BEIRUT — U.S.-backed Syrian fighters are battling the Islamic State group in eastern Syria 10 days after declaring victory over the extremists, an official with the Kurdish-led force said Tuesday.

Mustafa Bali, a spokesman for the Syrian Democratic Forces, said they are rooting out groups of militants who were hiding in caves in and near the village of Baghouz. He added that SDF experts are still removing mines and booby-traps in areas liberated in recent weeks.

The SDF declared military victory over ISIS on March 23 after liberating what it said was the last pocket of territory held by the militants.
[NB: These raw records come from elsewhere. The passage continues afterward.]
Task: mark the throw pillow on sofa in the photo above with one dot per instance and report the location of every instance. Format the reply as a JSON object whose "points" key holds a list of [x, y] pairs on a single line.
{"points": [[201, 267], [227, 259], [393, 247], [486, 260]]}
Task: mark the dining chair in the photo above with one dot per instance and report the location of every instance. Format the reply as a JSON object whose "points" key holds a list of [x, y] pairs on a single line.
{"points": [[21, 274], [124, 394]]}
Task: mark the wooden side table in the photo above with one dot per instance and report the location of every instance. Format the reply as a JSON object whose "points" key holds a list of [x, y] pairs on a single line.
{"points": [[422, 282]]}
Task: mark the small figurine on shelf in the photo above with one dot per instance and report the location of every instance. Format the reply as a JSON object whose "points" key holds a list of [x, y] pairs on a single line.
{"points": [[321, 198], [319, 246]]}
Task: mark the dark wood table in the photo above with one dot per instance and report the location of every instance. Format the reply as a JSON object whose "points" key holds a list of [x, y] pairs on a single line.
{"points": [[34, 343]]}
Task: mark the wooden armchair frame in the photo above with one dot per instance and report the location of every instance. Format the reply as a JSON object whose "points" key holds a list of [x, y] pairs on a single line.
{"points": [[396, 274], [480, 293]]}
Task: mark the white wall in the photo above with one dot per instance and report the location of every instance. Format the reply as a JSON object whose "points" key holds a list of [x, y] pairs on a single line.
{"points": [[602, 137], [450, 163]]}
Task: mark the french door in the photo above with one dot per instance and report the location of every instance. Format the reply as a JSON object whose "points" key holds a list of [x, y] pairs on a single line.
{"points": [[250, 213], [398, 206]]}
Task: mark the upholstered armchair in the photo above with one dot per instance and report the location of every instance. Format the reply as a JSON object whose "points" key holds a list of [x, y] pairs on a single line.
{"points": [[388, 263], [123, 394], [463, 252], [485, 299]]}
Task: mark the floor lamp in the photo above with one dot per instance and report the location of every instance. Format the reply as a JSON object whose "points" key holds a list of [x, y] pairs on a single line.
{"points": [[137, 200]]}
The victory marked the end of the brutal self-styled caliphate the group carved out in large parts of Iraq and Syria in 2014.

The nearly five-year war left a swath of destruction across both countries and ended in Baghouz, a tiny village near the Iraqi border where the cornered militants made their last stand, under a grueling siege for weeks.

A member of the Syrian Democratic Forces inspects a discarded suicide belt in the village of Baghouz on March 24, 2019, a day after the Islamic State group's "caliphate" was declared defeated. (Giuseppe Cacace/AFP via Getty Images)

The Britain-based Syrian Observatory for Human Rights said the U.S.-led coalition is still conducting airstrikes against ISIS. It says senior ISIS commanders and prisoners held by the extremists are believed to be in the caves on the east bank of the Euphrates River.

The Observatory, which closely monitors the Syrian war through contacts on the ground, says scores of ISIS fighters and commanders who refused to surrender are still in the area.

During the last weeks of fighting in Baghouz, thousands of civilians, ISIS fighters and their families were evacuated. Many were moved to al-Hol, a camp for the displaced in northeastern Syria, which now holds 70,000 people.

An aid group said 31 deaths were recorded in the final week of March among people making their way out of Baghouz and toward the camp.

The International Rescue Committee said the highest weekly death rate reflected the desperate conditions endured by those who left, mostly women and children. It said a total of 217 people died while evacuating Baghouz in the final weeks of the battle. Most were toddlers suffering from malnutrition.

The IRC figures could not be independently confirmed.